I just wanted to introduce myself to the forum. I have for many years wanted to start beekeeping, but I am also a planner and perfectionist, so I want to make sure I'm prepared before I take the plunge!

There was a hive on our property for many years way up in a cottonwood tree - a true Winnie-the-Pooh scenario! They came to our garden for everything from water to borage blooms to tomato blossoms. This past October my husband noticed piles and piles of honeycombs at the base of this tree. I felt sick! Not sure what got them, but they definitely took a hit. I have yet to see them this spring and I'm sure the hive is dead - there would surely be activity by now if some had lived. When I as out today working on the garden I saw no honey bees at all - the only bees I saw were yellow jackets. Ugh.

I guess this pushes my motivation button a bit for starting our own hives - I just need to be sure that they're safe from whatever got to the last bunch! I look forward to learning!

Michelle in Colorado


----------



## bbruff22 (Dec 24, 2013)

Welcome from NE Kansas Michelle. Yes, there should be activity, with the weather you guys have there. My bees are foraging in the low 40's for temp, so there should be something going on.

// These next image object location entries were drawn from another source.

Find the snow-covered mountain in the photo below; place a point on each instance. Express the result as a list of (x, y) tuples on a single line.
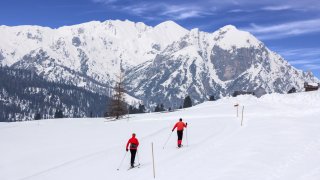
[(162, 63)]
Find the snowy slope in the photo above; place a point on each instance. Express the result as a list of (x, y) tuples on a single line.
[(279, 140)]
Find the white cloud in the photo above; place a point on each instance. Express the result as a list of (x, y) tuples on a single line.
[(284, 30), (164, 10), (104, 1), (276, 8)]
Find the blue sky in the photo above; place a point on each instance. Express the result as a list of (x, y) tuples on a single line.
[(288, 27)]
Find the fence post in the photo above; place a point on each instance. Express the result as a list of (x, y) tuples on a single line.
[(242, 115), (154, 171)]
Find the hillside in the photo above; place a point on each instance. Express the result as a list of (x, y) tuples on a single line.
[(24, 94), (279, 140), (162, 64)]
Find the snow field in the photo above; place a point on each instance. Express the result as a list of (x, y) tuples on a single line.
[(280, 139)]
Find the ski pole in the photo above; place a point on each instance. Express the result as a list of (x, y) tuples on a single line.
[(187, 136), (122, 160), (167, 140), (138, 158)]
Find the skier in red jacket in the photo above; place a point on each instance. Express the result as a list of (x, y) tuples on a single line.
[(180, 126), (134, 143)]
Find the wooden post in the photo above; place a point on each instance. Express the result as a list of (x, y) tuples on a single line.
[(242, 115), (237, 105), (238, 111), (154, 172)]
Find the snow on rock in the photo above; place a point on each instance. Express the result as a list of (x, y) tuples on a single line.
[(279, 140)]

I went into last winter with 6 hives and only have 2 remaining right now, with only one of them queenright. Bee colonies fail for a number of reasons. It's curious that you've got comb at the base of tree. Hopefully someone who has seen that will see your thread and maybe offer a reason.

When you start, try to start with two hives, if you can. I'd be in a mess right now if I hadn't had resources from my strong hive to help my queenless hive requeen itself. 

Good luck to you.


----------



## LemongrassMichelle (Apr 9, 2016)

bbruff22 said:


> Welcome from NE Kansas Michelle. Yes, there should be activity, with the weather you guys have there. My bees are foraging in the low 40's for temp, so there should be something going on.
> 
> That's what I thought.  Right now I am hoping to lure back somebody with non-stop blooms..
> 
> ...


----------



## GaryG74 (Apr 9, 2014)

Welcome to BeeSource! Join a local club if one is near by. Two hives to start is a good idea if you have the room and resources. Good luck.


----------



## SouthTexasJohn (Mar 16, 2015)

Welcome to the forum.


----------



## AmericasBeekeeper (Jan 24, 2010)

Welcome Michelle!


----------